Ils descendent de l’avion. Jackie est en tailleur rose. Elle sourit gracieusement, à l’image de ce rôle élégant qu’elle a endossé avec enthousiasme depuis qu’elle a investi la Maison Blanche (et qu’elle a contribué à sa rénovation et à sa décoration). Jack lui emboîte le pas, détendu, radieux, chaleureux. Généreux. Quand on les voit filmés, on ne peut s’empêcher de les aimer. Ils sont charmants. Ils sont irrésistibles. Ils sont de ce présent-là.
Ils montent dans la décapotable, en compagnie de Lyndon Johnson, le vice-président et populaire dans son état texan. Ils défilent dans les rues au pas, encadrés de motards. Ils saluent les badauds extatiques et les drapeaux américains qui s’agitent. Ils arrivent sur le terre plein, près du dépôt de livres dans cette atmosphère de liesse.
Jack porte les mains à sa gorge. Jackie se penche vers lui, interrogative et dans la stupeur d’une question inquiète. Il tente de se pencher en avant pour se mettre à l’abri. Il en est empêché par le corset qui lui immobilise le dos pour le préserver des douleurs. Un deuxième coup de feu. La tête du président est touchée. Le tailleur rose de Jackie est maculé de sang. La scène est effroyable, même capturée de loin par un vidéaste amateur. Jackie est prise de panique. Elle tente de s’extirper de la voiture par le coffre. Enfin on accélère.
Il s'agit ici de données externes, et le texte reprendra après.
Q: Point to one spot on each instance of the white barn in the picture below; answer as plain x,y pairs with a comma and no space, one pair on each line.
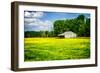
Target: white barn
68,34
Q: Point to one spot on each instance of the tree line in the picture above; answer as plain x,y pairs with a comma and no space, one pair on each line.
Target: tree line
79,25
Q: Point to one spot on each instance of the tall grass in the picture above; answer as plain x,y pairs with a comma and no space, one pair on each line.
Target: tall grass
44,49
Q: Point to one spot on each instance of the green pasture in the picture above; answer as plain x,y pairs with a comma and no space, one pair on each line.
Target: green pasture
46,49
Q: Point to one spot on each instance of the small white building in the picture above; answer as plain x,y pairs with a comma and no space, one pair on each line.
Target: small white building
68,34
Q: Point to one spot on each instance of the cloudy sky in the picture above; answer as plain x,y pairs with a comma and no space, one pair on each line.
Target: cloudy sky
43,21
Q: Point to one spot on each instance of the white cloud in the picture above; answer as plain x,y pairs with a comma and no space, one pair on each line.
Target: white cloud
37,14
33,23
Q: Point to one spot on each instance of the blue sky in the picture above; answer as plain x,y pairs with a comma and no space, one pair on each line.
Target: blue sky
43,21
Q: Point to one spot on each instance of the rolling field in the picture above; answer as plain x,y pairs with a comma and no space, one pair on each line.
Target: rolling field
45,49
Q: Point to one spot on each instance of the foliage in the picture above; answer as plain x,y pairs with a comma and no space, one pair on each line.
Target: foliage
45,49
79,25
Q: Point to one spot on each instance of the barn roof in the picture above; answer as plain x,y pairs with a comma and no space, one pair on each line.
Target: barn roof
66,33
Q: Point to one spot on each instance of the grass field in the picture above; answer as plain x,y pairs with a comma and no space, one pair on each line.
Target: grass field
45,49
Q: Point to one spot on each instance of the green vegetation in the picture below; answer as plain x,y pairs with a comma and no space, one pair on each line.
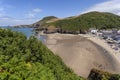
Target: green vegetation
29,59
44,21
100,20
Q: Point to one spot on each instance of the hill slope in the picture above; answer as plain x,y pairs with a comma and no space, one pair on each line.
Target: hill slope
82,23
29,59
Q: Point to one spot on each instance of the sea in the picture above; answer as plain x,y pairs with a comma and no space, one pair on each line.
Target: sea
27,31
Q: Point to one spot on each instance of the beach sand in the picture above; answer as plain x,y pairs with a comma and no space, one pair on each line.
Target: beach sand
82,54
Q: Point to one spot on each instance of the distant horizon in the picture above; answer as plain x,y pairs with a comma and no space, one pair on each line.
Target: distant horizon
24,12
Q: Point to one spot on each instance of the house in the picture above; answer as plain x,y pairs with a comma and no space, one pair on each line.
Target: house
93,30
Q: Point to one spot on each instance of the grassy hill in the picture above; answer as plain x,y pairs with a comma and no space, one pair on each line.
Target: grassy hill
29,59
82,23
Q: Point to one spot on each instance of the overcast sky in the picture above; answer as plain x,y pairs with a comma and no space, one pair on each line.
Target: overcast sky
16,12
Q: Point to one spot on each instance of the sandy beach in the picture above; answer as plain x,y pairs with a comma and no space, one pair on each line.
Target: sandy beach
82,53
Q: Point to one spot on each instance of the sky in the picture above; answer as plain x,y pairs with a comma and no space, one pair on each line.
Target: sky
18,12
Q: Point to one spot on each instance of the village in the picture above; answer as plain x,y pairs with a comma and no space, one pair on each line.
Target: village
111,37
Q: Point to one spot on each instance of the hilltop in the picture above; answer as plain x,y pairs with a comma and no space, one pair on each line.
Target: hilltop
81,23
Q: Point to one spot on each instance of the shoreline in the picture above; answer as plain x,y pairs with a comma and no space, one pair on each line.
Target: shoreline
104,45
79,57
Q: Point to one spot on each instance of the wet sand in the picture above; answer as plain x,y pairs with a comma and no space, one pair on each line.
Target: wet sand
81,54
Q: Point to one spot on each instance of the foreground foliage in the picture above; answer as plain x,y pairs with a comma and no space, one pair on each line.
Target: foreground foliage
101,75
29,59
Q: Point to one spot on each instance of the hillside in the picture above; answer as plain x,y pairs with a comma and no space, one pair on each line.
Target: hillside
29,59
82,23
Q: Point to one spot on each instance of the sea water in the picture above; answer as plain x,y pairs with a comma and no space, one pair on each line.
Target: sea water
27,31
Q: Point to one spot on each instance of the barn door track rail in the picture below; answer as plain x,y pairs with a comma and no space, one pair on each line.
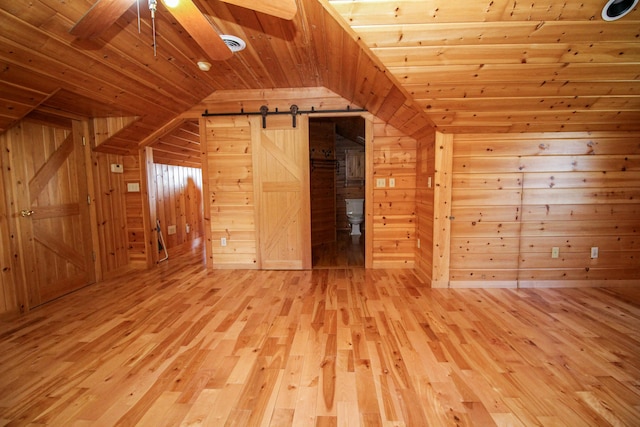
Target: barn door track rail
293,111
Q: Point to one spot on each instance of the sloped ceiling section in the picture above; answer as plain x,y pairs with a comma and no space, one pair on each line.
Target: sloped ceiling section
507,66
45,68
471,66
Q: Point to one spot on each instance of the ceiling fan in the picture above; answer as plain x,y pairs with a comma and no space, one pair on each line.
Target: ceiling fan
105,13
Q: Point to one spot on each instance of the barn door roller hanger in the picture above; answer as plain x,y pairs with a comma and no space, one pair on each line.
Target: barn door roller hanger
293,111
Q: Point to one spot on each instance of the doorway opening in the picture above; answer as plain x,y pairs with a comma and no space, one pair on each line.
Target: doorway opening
337,180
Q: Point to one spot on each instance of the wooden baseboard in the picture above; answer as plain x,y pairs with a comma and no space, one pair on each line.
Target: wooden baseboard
579,284
393,264
484,284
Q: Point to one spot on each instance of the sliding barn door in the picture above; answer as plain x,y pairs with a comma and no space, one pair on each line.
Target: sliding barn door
51,208
281,185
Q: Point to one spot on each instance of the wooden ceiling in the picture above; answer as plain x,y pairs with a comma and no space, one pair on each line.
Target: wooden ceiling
507,66
472,66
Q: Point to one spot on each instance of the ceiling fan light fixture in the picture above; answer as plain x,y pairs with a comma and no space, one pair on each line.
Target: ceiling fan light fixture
616,9
171,3
204,65
235,44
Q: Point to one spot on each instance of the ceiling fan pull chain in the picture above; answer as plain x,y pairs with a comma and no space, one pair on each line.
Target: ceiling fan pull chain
153,4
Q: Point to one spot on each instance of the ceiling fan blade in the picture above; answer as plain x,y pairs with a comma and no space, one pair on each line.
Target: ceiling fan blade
198,26
285,9
101,16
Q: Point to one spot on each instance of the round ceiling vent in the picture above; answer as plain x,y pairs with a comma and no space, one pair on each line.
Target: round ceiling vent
236,44
616,9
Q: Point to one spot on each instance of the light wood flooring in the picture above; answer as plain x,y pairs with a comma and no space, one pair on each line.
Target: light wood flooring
180,345
346,251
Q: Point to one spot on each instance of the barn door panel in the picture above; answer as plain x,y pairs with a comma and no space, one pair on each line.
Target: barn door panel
50,190
281,176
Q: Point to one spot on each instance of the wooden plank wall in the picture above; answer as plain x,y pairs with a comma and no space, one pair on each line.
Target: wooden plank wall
111,213
425,164
228,192
394,209
179,203
229,206
8,300
322,169
516,196
351,191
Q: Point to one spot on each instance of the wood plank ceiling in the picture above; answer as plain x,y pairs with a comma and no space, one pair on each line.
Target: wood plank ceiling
469,66
505,65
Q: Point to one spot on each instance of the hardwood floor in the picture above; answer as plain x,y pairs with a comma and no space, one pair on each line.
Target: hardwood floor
181,345
346,251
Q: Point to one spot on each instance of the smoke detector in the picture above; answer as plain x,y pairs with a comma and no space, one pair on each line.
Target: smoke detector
235,44
616,9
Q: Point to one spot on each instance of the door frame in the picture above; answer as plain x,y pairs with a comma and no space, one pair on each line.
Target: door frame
368,182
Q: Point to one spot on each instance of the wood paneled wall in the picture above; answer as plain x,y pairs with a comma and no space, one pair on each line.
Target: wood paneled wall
516,196
425,169
111,204
8,301
394,209
178,203
227,171
230,210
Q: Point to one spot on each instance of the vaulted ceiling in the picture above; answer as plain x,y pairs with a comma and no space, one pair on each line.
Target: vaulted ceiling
472,66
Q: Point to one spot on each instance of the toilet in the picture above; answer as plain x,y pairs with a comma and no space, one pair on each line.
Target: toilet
355,214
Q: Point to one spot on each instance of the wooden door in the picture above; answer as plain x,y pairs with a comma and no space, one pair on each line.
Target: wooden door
52,210
281,185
Cette scène a fait basculer les années soixante dans une saison de violence, de guerre, d’assassinats et de contestations. De l’innocence d’un rêve américain revivifié par ce jeune président, à la réalité violente d’un pays beaucoup plus divisé, beaucoup plus âpre que ne le laissait entendre la une des magazines. C’est cela l’assassinat de Kennedy.
On pose sans cesse depuis la question de l’identité de son tueur, est-ce Lee Harvey Oswald, un complot qui engloberait la mafia, le FBI de J. Edgar Hoover et Cuba? On ne le saura sans doute jamais vraiment.
Mais le fait qu’on se pose encore la question avec autant de force, le fait qu’un type comme moi, né quinze ans après, puisse encore fidèlement vous raconter la scène, suffit à prouver son caractère symbolique, fondateur de notre modernité.